The Foot.'s stage show was textbook showmanship from start to finish. From the expert use of rhythmic starts and stops to full band drum solo (you had to see it!) to the heaviest of heavy Led Zep style riffs, the Foot. live is a force, using two vocal microphones (one vintage, one modern). As the sun was setting towards the west, the heat inside dropped a bit, but things never cooled down otherwise.

Wonderlic, led by the virtuosity of guitarist Mike Whalen, has an instrumental sound that combines elements of the Grateful Dead's jammier side and the rock and reggae elements of bands like 311, and it's nothing short of jaw-droppingly amazing live. More than a few times, it seemed perplexing of how the band find their way out of a particular groove. Yet, time after time, the seamless delivery of clean guitar tones and frenetic, ever-changing rhythms found their way into the dancing feet of the crowd.

Whiskey Tango is a band perfectly suited to the late afternoon.

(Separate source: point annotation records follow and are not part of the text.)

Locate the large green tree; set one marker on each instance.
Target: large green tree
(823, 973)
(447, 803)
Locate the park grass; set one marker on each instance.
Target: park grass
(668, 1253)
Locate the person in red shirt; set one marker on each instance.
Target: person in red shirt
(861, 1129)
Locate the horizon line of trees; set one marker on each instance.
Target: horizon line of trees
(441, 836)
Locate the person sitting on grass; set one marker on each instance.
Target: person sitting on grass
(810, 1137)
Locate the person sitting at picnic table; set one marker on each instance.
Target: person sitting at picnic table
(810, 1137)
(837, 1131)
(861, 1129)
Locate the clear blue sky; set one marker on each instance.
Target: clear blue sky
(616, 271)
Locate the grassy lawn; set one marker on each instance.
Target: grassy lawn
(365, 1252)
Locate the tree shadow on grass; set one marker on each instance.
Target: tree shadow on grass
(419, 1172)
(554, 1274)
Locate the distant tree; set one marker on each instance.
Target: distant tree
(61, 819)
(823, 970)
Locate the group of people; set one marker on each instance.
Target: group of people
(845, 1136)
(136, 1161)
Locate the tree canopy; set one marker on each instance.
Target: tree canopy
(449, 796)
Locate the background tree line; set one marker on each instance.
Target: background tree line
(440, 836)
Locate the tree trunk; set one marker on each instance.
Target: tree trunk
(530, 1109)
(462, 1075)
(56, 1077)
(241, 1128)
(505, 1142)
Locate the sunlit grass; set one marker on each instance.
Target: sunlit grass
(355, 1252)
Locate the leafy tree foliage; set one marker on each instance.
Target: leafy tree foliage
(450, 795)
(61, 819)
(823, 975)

As the sun is setting off to the west above our fair Mile High City, the crowd was treated to perhaps the perfect wind-down of the day. Being the second band to feature a banjo, Whiskey Tango eased into their trademark laid-back sound, which incorporates elements of New Grass Revival, Yonder Mountain String Band and Leftover Salmon. The waning crowd between Wonderlic and Whiskey Tango instantly grew fourfold and crowded close to the stage. Whiskey Tango features the electric piano and banjo prominently in the music and every song featured gigantic musical hooks and soaring choruses.

Vocally, Whiskey Tango is in a class all its own with an impressive sense of dynamics, taking songs from soft to loud, and blowing up a guitar solo into the stratosphere. Sometimes you see a band and just know they're destined for bigger things. Whiskey Tango is arguably one of those bands.